Zustimmung von allen Seiten
„Auf dieses Urteil haben wir 40 Jahre lang gewartet“, sagte der Vorstand der Stiftung Patientenschutz, Eugen Brysch, der Rheinischen Post (RP). „Entscheidungen über Leben und Tod in Knappheitssituationen dürfen nicht den Ärzten überlassen werden.“ Der Deutsche Bundestag dürfe sich da nicht weiter wegducken. „Das Verfassungsgericht hat den Bundestag nun mit diesem Urteil gezwungen, im kommenden Jahr ein Gesetz zu beschließen, das Leitplanken für die Behandlung von Patienten in Knappheitssituationen setzt“, so Brysch. Nach Meinung des Patientenschützers war die Entscheidung überfällig, angesichts der begrenzten Kapazitäten der Intensivstationen.

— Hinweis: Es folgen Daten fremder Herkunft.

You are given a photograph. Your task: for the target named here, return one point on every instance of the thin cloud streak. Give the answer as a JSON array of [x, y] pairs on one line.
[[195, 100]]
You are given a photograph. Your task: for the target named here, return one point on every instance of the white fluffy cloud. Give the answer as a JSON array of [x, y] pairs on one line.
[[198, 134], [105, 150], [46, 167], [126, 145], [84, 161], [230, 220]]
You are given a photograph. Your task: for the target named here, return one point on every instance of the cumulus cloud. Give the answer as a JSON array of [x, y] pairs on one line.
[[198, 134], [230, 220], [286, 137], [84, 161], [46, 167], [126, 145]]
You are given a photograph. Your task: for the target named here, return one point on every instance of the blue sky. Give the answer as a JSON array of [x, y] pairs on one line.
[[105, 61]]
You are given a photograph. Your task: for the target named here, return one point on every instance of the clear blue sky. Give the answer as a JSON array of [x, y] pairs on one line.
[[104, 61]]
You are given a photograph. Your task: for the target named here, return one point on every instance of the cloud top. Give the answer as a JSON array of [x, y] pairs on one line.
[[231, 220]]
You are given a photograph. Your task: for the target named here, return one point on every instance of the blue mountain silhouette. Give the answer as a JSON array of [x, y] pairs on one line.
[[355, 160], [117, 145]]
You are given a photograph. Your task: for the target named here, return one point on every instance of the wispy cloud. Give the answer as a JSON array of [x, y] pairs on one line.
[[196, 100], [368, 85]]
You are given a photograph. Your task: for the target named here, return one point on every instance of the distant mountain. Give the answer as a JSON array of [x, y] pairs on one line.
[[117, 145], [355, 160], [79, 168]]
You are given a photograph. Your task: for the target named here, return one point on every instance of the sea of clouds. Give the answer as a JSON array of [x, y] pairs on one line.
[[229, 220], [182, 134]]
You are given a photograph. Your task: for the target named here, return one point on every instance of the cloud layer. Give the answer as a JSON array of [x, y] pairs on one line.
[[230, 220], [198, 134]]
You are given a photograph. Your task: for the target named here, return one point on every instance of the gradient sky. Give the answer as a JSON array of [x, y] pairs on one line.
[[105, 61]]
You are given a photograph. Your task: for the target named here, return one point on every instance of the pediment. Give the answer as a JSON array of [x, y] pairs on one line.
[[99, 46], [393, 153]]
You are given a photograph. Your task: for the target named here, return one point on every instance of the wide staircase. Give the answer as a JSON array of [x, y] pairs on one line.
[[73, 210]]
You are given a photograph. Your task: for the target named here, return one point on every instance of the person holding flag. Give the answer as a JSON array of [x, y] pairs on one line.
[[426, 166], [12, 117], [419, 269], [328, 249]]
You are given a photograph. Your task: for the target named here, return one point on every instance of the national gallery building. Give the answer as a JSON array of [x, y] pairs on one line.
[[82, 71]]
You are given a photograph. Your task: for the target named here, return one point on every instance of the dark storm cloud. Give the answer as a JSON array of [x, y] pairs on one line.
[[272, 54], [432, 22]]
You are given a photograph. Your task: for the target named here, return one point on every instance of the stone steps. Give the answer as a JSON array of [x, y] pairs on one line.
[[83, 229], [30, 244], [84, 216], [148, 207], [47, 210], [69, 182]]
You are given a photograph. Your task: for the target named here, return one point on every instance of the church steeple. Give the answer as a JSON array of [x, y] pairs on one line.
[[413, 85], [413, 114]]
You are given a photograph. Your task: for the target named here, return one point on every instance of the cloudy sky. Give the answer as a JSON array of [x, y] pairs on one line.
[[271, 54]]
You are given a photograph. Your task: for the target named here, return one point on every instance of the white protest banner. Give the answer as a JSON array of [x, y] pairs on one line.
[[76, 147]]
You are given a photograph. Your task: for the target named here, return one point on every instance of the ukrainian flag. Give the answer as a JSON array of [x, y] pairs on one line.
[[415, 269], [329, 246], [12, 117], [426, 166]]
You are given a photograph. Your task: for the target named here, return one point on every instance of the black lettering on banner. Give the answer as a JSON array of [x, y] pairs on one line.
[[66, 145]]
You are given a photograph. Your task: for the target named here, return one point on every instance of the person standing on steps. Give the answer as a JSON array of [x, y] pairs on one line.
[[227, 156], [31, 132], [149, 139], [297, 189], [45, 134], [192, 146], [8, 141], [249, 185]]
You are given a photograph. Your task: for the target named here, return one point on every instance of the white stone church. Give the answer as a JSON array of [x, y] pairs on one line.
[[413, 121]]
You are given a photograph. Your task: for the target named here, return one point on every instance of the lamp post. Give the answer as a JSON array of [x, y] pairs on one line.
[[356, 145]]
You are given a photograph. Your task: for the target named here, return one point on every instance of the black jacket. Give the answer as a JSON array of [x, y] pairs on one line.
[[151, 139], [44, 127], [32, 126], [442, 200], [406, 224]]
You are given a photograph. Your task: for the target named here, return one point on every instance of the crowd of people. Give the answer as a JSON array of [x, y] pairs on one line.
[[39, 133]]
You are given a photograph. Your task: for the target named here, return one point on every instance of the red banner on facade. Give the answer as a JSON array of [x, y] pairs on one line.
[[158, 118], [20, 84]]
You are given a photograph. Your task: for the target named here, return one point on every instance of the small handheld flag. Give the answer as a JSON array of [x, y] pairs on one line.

Lauterbach: Triage verhindern
Bundesgesundheitsminister Karl Lauterbach (SPD) schreibt auf Twitter, dass er das Urteil ausdrücklich begrüße. „Menschen mit Behinderung bedürfen mehr als alle anderen des Schutzes durch den Staat. Erst Recht im Falle einer Triage.“ Jetzt aber heiße es, Triage durch wirksame Schutzmaßnahmen und Impfungen zu verhindern, so der SPD-Politiker. Auch für den stellvertretenden FDP-Vorsitzenden Wolfgang Kubicki ist das Triage-Urteil „rechtlich nachvollziehbar“. Der RP sagte Kubicki: Nach der Wertentscheidung des Grundgesetzes müssten Fragen von Leben und Tod durch den Gesetzgeber entschieden werden und nicht durch private Übereinkunft.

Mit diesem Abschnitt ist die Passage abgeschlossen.